Computer-generated objects often benefit from connectivity information for a plurality of points along the surface of the object. For example, point connectivity information may aid in performing topographical modeling, three-dimensional modeling of an object, architectural modeling in a computer-aided design program. In general, connectivity information for a plurality of points along a surface of a computer-generated object may aid the manipulation of any computer-generated object.
In one particular example, point connectivity on the surface of the a computer-generated object may improve the appearance of hair or fur that is placed along the surface of a computer-animated object. For example, hair strands or other similar features on the object are often created using an interpolation process that uses one or more guide curves to determine the placement and look of thousands of the hair strands. More particularly, an individual of a computer-generated object will often create several guide curves that may dictate the position and look of the hair strands near the guide curves and locate them on the surface of the object. In general, a single guide curve may dictate the position and look of several thousand hair strands generated along the surface of the object. Once the guide curves are located on the object's surface, a computer program will often utilize an interpolation process to fill in the area between the guide curves along the surface of the object with generated hair strands. In this manner, a computing system may create several thousand interpolated hair strands from a few guide curves created by the individual and placed along the surface of the object, thereby removing the need for the individual to animate or draw each individual hair in a time-consuming fashion.
More particularly, once the guide curves are placed on the surface of the object by the individual, the interpolation process performed by the computing system may evaluate the guide curves in an attempt to provide a natural appearing interpolation of the hair of the object. In general, the interpolation process may involve determining which guide curve to apply to each generated hair strand, assigning a weight to each guide curve and blending the guide curves to create interpolated hair. However, determining which guide curve applies to each hair strand during the generation process can be difficult, especially when the hair interpolation is applied on a 3-D model. For one, the guide curves may lie across multiple surfaces of the computer-generated object, such as subdivisions, nurbs or polys, with each facing a different direction and little to no connectivity information between the surfaces. Thus, while the individual may intend for a specific guide curve to apply to a particular region of the object, the interpolation process may mistakenly apply a different guide curve to the region from the same surface subdivision. Also, the placement of the guide curves may be unordered by the individual, from closely located guide curves to distant locations across multiple faces. Without proper connectivity information the mixture of sparse and dense guide placement may result in uneven generation of the hair strands.

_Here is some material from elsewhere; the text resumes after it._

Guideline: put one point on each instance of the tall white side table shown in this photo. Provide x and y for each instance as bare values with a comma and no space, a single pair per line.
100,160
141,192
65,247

To address some of these difficulties, many computer programs capable of performing the interpolation hair-generation process restrict the placement of guide curves along the surface to qualifying face boundaries. Similarly, many computer programs may limit the number of guide curves located within a certain area such that the density of the points does not exceed a threshold. These restrictions, however, take some control away from the individual to manipulate the interpolated hair as desired with a second result that the generated object may not appear as the individual intends. Thus, what is needed is an apparatus and/or method to determine which guide curve may affect each interpolated hair that allows the individual more freedom in the placement of the guide curves along the surface of the computer-generated object.